Je suis le seul Européen dans cette foule. Anna, elle, ne peut être rattachée à cette ethnie, elle est à la fois indienne par le teint et la maigreur, par son port de tête, et créole par sa façon de marcher, de parler. Quand elle passe les gens la saluent, lui disent quelques mots. Elle les écoute, la tête un peu penchée, elle répond en créole, les gens rient avec elle. Chacun sait ce qu’elle vient faire ici. Personne ne le lui reproche. C’est son rôle dans le monde. Lorsqu’elle sera partie, il ne se trouvera plus personne pour le faire à sa place. Son rôle aura été terminé, voilà tout.
Des enfants turbulents nous suivent un instant. L’un d’eux est presque nu, vêtu seulement d’un langouti taché de boue. Il est svelte, tout doré, avec de grands yeux sombres. Il tient une petite flûte de bambou à la main, et il court le long des allées du marché en soufflant des sons aigrelets. Il me semble voir le jeune Krishna sur les rives de la Yamuna, mais la comparaison s’arrête là, car la rivière La Chaux est délabrée, ses berges sont couvertes d’immondices, et Mahébourg n’est pas Mathoura.
C’est du côté des bouchers qu’Anna m’emmène. Sur un bas-côté boueux qui descend jusqu’à l’eau, les chiens sont là. Ils sont nombreux, presque aussi nombreux que les hommes, maigres, le poil hérissé, l’estomac creusé jusqu’à la ligne courbe de leur dos. Certains se querellent autour d’une carcasse. Deux plus forts tiennent la carcasse à chaque bout et grognent sans ouvrir leurs mâchoires quand les autres s’approchent.

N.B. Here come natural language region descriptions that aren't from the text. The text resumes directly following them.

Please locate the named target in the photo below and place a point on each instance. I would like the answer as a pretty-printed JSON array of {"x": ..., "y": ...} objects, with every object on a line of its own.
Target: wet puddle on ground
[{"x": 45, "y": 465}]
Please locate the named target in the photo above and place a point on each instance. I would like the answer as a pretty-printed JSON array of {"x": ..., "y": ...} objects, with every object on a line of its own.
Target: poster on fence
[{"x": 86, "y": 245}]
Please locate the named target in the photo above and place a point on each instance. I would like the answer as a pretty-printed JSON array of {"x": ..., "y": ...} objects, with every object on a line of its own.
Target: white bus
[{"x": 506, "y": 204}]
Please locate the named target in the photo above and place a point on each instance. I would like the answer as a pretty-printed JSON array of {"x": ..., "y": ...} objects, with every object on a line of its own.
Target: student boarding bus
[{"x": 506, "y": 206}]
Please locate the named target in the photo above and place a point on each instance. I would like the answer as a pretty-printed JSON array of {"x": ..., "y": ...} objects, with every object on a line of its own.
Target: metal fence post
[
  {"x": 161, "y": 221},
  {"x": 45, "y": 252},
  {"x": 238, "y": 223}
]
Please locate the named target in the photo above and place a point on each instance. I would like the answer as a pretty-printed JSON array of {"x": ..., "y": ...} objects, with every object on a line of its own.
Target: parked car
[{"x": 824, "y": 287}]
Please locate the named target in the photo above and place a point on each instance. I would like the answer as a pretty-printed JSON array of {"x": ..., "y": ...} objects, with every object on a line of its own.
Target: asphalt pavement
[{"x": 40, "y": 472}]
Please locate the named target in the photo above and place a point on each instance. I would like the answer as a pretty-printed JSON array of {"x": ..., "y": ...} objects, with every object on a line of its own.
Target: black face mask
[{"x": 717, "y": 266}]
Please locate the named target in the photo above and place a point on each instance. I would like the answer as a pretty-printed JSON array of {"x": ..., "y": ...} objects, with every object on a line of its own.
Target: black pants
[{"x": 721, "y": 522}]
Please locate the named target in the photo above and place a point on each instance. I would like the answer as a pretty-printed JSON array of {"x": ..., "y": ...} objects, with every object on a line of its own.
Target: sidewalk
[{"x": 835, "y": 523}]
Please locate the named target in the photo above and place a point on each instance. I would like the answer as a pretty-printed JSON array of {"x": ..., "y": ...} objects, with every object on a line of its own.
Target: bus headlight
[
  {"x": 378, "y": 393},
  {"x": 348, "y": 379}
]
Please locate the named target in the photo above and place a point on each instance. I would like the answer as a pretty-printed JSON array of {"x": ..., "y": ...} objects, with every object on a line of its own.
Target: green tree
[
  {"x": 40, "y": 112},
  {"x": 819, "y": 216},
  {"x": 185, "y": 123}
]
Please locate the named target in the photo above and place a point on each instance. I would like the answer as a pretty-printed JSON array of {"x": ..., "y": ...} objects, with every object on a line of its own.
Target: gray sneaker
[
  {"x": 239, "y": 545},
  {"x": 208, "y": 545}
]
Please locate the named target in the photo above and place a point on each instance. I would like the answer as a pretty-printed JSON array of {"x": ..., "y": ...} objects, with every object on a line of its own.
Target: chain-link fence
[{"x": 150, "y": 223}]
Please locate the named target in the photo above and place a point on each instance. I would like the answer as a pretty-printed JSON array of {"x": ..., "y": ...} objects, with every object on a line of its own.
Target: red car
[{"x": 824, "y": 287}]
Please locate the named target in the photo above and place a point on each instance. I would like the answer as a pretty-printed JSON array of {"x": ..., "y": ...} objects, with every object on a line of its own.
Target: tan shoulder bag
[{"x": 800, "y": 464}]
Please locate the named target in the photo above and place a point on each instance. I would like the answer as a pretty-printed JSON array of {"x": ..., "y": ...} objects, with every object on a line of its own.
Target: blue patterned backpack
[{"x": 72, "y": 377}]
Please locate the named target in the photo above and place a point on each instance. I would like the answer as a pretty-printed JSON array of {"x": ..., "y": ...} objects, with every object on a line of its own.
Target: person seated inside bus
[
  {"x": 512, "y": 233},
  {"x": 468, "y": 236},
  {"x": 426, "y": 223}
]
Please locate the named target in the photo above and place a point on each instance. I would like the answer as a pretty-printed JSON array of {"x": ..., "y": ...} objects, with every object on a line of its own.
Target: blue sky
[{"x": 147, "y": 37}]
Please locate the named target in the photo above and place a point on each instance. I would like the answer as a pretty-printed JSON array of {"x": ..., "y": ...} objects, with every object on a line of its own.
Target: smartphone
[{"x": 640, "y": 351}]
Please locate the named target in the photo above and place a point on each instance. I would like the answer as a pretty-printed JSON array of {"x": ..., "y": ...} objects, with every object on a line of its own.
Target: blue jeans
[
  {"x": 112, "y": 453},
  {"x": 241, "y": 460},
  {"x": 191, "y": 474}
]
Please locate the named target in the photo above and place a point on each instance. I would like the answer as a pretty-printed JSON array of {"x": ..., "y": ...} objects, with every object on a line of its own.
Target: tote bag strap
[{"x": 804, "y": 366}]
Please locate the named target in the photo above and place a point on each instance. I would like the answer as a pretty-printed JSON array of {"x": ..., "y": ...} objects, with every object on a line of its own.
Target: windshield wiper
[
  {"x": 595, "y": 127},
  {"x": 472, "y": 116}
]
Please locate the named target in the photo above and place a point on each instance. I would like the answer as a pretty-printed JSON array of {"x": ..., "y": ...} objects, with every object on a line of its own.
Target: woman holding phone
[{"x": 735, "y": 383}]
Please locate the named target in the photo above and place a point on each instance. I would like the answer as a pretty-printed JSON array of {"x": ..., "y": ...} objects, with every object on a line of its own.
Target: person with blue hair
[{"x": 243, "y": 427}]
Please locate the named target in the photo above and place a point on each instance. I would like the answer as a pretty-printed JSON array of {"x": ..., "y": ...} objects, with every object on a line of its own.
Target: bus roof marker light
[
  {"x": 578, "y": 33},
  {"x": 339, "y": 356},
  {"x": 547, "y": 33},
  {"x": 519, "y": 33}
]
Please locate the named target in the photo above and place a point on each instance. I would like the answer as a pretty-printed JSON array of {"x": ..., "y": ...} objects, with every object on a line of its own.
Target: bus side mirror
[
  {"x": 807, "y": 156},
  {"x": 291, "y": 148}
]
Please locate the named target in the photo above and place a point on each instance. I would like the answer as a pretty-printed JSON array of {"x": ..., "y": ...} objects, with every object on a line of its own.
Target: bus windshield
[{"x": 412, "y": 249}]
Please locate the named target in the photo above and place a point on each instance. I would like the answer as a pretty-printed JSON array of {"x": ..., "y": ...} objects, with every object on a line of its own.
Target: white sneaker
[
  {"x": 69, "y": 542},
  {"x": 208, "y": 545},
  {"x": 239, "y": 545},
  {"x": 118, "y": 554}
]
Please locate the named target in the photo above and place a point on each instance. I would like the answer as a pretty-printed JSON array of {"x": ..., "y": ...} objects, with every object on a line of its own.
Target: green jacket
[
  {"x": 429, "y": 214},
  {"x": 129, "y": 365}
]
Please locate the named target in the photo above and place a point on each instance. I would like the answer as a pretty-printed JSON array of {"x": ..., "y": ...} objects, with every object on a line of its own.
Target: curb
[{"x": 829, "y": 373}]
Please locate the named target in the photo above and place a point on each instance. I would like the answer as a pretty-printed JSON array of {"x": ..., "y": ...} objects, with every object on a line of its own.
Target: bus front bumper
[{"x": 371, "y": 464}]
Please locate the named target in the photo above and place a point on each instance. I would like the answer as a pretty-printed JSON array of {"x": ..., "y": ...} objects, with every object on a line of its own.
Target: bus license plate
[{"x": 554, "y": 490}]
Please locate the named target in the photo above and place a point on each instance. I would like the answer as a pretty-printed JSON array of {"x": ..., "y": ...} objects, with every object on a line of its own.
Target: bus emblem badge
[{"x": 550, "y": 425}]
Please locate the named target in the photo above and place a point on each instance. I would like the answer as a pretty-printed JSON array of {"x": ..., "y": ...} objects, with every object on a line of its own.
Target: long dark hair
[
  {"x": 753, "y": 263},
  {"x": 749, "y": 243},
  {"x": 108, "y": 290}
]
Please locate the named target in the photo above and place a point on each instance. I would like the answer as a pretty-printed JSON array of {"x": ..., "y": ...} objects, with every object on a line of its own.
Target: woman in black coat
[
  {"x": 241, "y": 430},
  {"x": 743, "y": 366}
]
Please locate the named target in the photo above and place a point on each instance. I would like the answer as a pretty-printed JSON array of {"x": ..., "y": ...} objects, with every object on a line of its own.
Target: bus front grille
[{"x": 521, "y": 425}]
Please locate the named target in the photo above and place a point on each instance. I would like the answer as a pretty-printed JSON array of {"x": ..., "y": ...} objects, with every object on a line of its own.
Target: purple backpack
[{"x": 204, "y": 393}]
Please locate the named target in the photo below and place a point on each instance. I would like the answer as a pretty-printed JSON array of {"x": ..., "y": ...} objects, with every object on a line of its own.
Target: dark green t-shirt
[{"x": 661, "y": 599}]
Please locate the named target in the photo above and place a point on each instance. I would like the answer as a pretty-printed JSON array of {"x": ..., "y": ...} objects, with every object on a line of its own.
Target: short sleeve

Un peu à l’écart, malgré la faim, un couple copule, uni par l’arrière-train, en marchant de travers comme une sorte de crabe ridicule.
Anna est debout devant le terrain. Elle ne dit rien. Elle regarde, avec cette expression de dureté, cette intensité qu’elle a dans ces instants-là. Elle s’est dégagée de mon bras, elle a marché seule jusqu’au bord du terrain. Elle titube et risque de tomber à chaque instant, mais je suis resté en arrière. C’est un acte qu’elle veut accomplir seule.
Au centre de l’aire, les deux chiens méchants sont arc-boutés sur la carcasse. Ce qu’ils mangent, c’est un chien, mort de faim, ou peut-être tué par un autobus. C’est une scène terrible, insoutenable.
Mais ce n’est pas pour eux qu’Anna est venue. Son regard cherche du côté des tables des bouchers, vers les tas d’immondices rejetés le long des allées.